Suppose I have the following function:

void sum(const std::vector<int*>& input) {
  return ... ; // the sum
}

I store a vector of int pointers somewhere

...
std::vector<std::unique_ptr<int>> my_ints;

Is there a way to pass my_ints to sum() without any extra allocations such as an intermediate vector of the unique_ptrs converted to a vector of raw pointers?

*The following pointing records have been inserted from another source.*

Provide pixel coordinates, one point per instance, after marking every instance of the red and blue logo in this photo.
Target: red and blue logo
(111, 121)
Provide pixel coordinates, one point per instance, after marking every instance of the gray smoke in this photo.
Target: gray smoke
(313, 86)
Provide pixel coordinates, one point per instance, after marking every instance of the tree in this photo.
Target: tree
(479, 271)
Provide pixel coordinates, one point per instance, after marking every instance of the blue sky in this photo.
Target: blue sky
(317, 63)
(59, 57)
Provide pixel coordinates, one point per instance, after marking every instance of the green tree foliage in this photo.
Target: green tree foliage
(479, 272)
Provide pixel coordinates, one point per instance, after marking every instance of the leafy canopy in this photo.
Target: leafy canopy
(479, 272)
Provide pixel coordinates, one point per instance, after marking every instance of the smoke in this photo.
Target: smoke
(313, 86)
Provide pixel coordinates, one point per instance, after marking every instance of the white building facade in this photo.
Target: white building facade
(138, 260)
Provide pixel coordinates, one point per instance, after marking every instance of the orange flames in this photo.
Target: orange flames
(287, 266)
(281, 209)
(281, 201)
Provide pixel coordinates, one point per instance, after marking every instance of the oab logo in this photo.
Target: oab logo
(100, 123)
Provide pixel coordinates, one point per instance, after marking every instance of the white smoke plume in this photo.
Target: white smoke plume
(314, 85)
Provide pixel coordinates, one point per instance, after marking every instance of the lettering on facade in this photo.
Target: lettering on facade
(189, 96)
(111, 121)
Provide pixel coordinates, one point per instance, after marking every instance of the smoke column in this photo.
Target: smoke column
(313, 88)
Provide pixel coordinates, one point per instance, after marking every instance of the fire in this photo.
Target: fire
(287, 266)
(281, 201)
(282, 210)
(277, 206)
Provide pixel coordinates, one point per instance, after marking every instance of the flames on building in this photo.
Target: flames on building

Obviously, I could refacor sum() to take a vector of unique ptrs instead. Or overload it. But I'm hoping to find a way where I don't have to, and let the user decide whether or not to use a vector of unique_ptrs or raw pointers.

Answer 1

Not like you want, but you should think about sum() differently. It looks like an algorithm that operates on a range, so you should make it more like this:

template <typename It>
ValueType sum(It begin, It end) {
    // ... iterate and calculate sum
    return sum;
}

Then suddenly, you can start to use ranges to do cool things!

std::vector<std::unique_ptr<int>> my_ints;
auto range = my_ints | ranges::views::transform
(
    [](auto smart_ptr) {
        return smart_ptr.get();
    }
);

This is a range that will transform as you use it! Then you could enter it into your sum() like this:

auto my_sum = sum(std::begin(range), std::end(range));

Also look up std::accumulate(), which does what you want here, I would say.

Answer 2

No, there is absolutely no way to pass those pointer values to that sum method without changing the method.